Use MirrorMaker 2 to migrate Kafka clusters between different Azure HDInsight versions
Learn how to use Apache Kafka's mirroring feature to replicate topics to a secondary cluster. You can run mirroring as a continuous process, or intermittently, to migrate data from one cluster to another.
In this article, you use mirroring to replicate topics between two HDInsight clusters. These clusters are in different virtual networks in different datacenters.
- We can use mirroring cluster as a fault tolerance.
- This is valid only is primary cluster HDI Kafka 2.4.1, 3.2.0 and secondary cluster is HDI Kafka 3.2.0 versions.
- Secondary cluster would work seamlessly if your primary cluster went down.
- Consumer group offsets will be automatically translated to secondary cluster.
- Just point your primary cluster consumers to secondary cluster with same consumer group and your consumer group will start consuming from the offset where it left in primary cluster.
- The only difference would be that the topic name in backup cluster will change from TOPIC_NAME to primary-cluster-name.TOPIC_NAME.
How Apache Kafka mirroring works
Mirroring works by using the MirrorMaker2 tool, which is part of Apache Kafka. MirrorMaker consumes records from topics on the primary cluster, and then creates a local copy on the secondary cluster. MirrorMaker2 uses one (or more) consumers that read from the primary cluster, and a producer that writes to the local (secondary) cluster.
The most useful mirroring setup for disaster recovery uses Kafka clusters in different Azure regions. To achieve this result, the virtual networks where the clusters reside peered together.
The primary and secondary clusters can be different in the number of nodes and partitions, and offsets within the topics are different also. Mirroring maintains the key value that used for partitioning, so record order preserved on a per-key basis.
Mirroring across network boundaries
If you need to mirror between Kafka clusters in different networks, there are the following more considerations:
Gateways: The networks must be able to communicate at the TCP/IP level.
Server addressing: You can choose to address your cluster nodes by using their IP addresses or fully qualified domain names.
IP addresses: If you configure your Kafka clusters to use IP address advertising, you can proceed with the mirroring setup by using the IP addresses of the broker nodes and ZooKeeper nodes.
Domain names: If you don't configure your Kafka clusters for IP address advertising, the clusters must be able to connect to each other by using fully qualified domain names (FQDNs).
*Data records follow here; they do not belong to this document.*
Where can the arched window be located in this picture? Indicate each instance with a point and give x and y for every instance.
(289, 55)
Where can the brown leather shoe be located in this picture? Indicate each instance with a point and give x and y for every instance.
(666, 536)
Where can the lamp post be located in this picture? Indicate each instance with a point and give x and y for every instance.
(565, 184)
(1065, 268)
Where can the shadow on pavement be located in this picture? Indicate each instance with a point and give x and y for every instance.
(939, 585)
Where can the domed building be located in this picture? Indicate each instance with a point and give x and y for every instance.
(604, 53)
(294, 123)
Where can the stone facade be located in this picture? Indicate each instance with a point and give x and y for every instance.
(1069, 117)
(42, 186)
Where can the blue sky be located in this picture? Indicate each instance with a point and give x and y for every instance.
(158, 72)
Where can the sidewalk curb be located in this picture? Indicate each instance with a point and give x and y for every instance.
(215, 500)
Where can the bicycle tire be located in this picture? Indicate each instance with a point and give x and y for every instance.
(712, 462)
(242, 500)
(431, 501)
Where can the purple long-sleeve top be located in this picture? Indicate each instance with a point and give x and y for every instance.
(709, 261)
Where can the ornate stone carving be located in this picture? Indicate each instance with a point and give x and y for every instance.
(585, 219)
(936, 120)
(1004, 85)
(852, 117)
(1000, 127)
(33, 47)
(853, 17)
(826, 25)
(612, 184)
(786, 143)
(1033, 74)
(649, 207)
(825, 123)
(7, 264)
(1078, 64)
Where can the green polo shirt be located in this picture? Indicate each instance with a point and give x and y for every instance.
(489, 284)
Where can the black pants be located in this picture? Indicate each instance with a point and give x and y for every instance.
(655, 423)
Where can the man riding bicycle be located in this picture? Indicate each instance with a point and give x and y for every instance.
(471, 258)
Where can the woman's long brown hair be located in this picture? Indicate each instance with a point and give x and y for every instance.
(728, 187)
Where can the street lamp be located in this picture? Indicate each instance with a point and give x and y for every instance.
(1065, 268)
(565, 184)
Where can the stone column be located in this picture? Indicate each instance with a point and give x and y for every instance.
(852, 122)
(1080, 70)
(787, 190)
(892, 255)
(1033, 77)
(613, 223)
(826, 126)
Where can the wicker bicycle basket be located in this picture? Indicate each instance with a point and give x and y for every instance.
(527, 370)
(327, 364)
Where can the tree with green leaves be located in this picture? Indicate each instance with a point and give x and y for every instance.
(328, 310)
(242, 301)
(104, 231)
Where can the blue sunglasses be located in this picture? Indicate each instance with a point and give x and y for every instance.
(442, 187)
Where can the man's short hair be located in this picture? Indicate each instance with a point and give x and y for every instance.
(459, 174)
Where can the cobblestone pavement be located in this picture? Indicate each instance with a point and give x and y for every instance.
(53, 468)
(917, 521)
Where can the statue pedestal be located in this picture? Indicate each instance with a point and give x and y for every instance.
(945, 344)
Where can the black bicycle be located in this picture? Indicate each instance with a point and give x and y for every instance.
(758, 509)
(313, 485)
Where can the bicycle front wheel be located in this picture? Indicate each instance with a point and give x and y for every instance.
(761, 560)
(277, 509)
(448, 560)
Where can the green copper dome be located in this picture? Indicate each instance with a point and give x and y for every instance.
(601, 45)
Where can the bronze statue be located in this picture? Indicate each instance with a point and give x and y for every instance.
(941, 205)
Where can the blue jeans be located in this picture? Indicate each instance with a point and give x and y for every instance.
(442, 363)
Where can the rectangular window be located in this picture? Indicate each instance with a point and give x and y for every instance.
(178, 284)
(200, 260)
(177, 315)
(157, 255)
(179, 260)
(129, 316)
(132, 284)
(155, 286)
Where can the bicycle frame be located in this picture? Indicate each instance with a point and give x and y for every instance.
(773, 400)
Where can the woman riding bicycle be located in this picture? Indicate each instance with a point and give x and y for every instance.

This requires a domain name system (DNS) server in each network that configured to forward requests to the other networks. When you're creating an Azure virtual network, instead of using the automatic DNS provided with the network, you must specify a custom DNS server and the IP address for the server. After you create the virtual network, you must then create an Azure virtual machine that uses that IP address. Then you install and configure DNS software on it.
Create and configure the custom DNS server before installing HDInsight into the virtual network. There is no additional configuration required for HDInsight to use the DNS server configured for the virtual network.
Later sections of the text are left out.